07 December 2020 Consultancy-me.com

A new RedSeer Consulting report explains how the UAE’s ‘dark kitchens’ mark a singular bright spot in a restaurant industry that has been hit hard by Covid-19.

Dark kitchens – alternatively termed ‘cloud kitchens’ ‘ghost kitchens’ or ‘virtual kitchens’ among others – refer to standalone kitchens that prepare meals on a business-to-business (B2B) basis. Cooking for restaurants without in-house kitchens, for instance, or preparing meal orders for food aggregator platforms such as Grubhub are all dark kitchen services.
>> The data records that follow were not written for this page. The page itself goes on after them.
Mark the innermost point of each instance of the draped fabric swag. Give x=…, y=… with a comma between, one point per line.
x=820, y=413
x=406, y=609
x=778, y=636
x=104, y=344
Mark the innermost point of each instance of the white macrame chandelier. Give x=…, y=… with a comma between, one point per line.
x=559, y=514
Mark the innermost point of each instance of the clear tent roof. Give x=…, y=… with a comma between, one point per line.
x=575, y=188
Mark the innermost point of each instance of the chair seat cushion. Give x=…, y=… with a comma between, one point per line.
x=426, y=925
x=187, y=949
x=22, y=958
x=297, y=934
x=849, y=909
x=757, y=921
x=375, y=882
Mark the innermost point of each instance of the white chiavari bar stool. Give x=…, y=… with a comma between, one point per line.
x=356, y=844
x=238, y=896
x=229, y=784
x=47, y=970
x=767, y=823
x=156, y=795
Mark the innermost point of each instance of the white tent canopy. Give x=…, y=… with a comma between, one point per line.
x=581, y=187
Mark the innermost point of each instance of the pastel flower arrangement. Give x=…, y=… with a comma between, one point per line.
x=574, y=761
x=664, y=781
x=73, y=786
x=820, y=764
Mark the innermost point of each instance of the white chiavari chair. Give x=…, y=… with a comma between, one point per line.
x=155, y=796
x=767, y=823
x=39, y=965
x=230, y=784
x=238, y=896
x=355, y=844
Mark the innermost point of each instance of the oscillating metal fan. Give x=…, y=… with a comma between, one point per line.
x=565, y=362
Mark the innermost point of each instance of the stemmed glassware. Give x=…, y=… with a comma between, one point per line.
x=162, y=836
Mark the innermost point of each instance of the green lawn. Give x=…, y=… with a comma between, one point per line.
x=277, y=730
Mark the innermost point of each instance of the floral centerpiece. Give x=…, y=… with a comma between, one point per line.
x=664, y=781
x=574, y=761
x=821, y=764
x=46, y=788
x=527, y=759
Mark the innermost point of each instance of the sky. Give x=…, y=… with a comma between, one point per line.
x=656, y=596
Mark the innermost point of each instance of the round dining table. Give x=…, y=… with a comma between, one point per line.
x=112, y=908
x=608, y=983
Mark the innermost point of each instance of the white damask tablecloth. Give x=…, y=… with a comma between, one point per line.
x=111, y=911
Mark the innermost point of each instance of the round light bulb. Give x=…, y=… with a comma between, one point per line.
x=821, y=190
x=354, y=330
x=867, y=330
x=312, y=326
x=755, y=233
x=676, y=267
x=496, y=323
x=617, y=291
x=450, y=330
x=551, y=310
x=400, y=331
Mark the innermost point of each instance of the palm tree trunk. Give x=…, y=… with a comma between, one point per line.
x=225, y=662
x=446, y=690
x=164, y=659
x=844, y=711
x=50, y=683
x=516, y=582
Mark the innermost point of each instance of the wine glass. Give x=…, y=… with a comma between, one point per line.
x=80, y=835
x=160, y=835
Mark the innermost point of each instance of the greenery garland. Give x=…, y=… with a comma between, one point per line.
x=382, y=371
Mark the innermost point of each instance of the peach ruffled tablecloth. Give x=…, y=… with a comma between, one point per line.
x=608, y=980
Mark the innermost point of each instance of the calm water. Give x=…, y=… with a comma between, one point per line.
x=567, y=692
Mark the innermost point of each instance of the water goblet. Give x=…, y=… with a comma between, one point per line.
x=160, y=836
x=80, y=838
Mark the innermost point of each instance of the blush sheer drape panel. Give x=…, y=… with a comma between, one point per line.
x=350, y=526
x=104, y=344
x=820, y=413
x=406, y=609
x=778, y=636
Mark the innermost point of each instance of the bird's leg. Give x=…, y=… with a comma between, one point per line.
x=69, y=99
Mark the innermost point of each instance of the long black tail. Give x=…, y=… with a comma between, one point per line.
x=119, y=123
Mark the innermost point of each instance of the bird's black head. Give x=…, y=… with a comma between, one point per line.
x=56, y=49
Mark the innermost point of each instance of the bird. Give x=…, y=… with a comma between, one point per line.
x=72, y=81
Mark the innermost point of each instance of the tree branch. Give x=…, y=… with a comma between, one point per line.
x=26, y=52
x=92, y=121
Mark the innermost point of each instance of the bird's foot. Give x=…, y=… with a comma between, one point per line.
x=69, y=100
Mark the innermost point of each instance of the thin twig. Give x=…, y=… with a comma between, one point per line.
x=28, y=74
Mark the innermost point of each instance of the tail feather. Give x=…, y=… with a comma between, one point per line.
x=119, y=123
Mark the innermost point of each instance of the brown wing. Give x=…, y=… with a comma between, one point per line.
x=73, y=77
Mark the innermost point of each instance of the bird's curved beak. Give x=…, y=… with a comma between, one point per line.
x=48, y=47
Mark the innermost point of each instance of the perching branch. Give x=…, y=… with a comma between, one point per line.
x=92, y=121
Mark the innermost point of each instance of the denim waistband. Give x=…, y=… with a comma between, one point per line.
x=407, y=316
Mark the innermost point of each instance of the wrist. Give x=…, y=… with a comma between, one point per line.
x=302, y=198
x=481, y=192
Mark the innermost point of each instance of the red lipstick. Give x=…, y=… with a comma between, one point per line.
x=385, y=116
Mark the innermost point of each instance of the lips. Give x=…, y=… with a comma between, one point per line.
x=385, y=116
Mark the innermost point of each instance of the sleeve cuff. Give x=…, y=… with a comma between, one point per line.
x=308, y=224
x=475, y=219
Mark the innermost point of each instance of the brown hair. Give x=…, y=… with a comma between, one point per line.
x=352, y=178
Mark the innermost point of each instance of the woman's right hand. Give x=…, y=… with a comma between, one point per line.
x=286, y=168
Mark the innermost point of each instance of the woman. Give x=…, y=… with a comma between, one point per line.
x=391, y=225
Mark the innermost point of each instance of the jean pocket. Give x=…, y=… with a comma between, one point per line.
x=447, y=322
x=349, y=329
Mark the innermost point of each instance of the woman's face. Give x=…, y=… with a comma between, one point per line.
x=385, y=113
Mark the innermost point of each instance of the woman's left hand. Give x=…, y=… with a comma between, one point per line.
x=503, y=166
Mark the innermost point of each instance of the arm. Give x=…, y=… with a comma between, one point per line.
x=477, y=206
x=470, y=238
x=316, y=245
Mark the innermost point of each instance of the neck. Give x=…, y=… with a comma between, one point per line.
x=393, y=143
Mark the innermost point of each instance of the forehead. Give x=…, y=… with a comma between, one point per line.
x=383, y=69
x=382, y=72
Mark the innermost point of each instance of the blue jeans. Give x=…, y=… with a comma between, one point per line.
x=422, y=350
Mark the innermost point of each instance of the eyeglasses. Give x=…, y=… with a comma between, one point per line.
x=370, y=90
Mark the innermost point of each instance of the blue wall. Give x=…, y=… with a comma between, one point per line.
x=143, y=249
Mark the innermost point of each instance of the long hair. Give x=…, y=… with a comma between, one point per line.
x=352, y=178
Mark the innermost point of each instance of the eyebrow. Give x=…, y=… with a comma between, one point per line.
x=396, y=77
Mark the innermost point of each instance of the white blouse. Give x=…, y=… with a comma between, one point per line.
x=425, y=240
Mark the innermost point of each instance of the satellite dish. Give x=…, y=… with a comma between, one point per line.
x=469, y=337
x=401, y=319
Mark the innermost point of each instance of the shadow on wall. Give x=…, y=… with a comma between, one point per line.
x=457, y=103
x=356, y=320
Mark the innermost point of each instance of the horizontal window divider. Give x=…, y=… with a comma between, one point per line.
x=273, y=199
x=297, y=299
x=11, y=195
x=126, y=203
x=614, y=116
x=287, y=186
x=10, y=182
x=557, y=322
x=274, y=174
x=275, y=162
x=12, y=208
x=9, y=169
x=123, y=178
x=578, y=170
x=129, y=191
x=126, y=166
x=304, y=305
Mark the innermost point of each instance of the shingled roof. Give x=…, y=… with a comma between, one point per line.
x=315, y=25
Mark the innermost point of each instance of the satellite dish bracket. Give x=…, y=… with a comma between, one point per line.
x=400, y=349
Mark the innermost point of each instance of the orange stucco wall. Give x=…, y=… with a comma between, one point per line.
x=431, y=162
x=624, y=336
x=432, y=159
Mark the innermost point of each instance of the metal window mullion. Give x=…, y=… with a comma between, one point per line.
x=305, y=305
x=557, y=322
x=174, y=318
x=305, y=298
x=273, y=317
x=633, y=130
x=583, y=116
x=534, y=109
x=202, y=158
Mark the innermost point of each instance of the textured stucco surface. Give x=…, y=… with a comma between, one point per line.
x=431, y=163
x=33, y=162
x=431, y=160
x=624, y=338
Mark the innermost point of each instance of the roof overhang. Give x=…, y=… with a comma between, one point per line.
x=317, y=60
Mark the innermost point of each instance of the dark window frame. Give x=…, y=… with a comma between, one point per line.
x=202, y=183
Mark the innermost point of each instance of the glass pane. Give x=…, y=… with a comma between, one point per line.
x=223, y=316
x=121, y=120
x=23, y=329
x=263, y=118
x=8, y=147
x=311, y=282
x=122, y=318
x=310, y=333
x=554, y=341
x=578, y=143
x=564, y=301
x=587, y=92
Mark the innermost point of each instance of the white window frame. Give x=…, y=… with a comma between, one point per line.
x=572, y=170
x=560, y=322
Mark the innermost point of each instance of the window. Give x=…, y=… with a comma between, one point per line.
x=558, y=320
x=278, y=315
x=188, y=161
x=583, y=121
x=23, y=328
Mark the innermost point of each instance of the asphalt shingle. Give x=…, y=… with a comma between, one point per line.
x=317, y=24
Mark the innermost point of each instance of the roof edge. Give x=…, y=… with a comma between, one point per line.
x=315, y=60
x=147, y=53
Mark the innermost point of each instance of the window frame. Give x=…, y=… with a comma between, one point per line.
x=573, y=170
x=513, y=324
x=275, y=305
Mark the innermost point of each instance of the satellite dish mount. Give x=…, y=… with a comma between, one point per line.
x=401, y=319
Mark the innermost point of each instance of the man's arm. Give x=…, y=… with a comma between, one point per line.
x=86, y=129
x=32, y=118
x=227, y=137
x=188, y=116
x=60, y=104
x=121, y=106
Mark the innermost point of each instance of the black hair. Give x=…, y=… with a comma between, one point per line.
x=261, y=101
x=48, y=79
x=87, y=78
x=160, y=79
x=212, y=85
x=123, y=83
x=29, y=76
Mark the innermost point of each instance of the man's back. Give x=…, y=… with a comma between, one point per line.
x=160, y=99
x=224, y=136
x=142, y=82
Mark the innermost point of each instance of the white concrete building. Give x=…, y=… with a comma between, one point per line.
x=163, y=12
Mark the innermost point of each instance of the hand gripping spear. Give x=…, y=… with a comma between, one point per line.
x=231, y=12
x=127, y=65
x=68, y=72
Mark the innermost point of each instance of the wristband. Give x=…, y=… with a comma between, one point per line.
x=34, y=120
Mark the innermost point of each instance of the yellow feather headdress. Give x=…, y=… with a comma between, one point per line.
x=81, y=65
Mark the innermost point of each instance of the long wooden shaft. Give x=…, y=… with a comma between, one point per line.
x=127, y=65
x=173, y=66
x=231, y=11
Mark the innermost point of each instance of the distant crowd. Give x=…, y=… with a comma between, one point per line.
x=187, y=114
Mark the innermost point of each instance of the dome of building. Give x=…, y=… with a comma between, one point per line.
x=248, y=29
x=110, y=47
Many corporates also use dark kitchens to supply food for employees, while some kitchens allow individuals to sign up for meals on a contractual basis. In short, this billion-dollar plus global industry – by Statista estimates – prepares thousands of meals a day, without actually serving a customer. That is, until this year.

Food services market has been hard hit by Covid-19

Most dark kitchen clients are stakeholders in the food industry such as restaurants and catering services – among the worst hit segments from the Covid-19 crisis. Across the world – including in the UAE – restaurants, bars and public events were the first to close during lockdown, and have been the last to open, if at all.

In the UAE, the food services industry was expected to grow from $15 billion last year to $16 billion this year according to RedSeer estimates. Instead, the researchers estimate that it will lose 40% of its value in 2020, shrinking to $9 billion. For dark kitchens, this means a large chunk of their clientele has gone out of business.

Yet, the UAE’s dark kitchens appear to be going stronger than ever when it comes to demand and revenues. Their secret: a quick pivot in line with the circumstances. A central response to the pandemic among consumers was to go online for everything, from general shopping to shopping for food and groceries.

Dark kitchen ownership models offered unique solutions for restaurants

In response, dark kitchens expanded their service offerings in several ways. For one, they began leveraging their wholesale and supply mechanisms to meet the ballooning online grocery demand. In fact, with restaurants out of the picture, RedSeer reports that many actually went directly to consumers – not only delivering groceries but also cooked and semi-cooked meals.

For those restaurants that have remained operational, dark kitchens have been instrumental for survival. “Dark kitchens, with the promise of low-cost structures and faster turnaround, came for the rescue of various independent and chain restaurants that were unable to afford their dine-in operations,” noted RedSeer partner Sandeep Ganediwalla.

“Multiple dark kitchen models offered the restaurant owners varying degrees of asset ownership, making it easier for them to pivot to online food delivery,” he explained. Outside of this, some of the segment’s clients have actually been quite stable through the crisis. Food aggregators, for instance, have kept up their demand in light of online food sales.

Dark kitchens recovery post Covid-19

The same is true of dark kitchens’ corporate clients. Many businesses have returned to office working arrangements, albeit to a limited extent. Food still needs to be arranged for these employees, keeping dark kitchens in a sunny spot. “We expect kitchens will expand focus on this sector,” said Ganediwalla.

All these factors combined, dark kitchens have been the quickest segment of the food services sector to recover from the thick of Covid-19. On the back of this momentum, RedSeer estimates that the segment could more than double – 110% growth – by the end of this year, compared to the 2019 figure.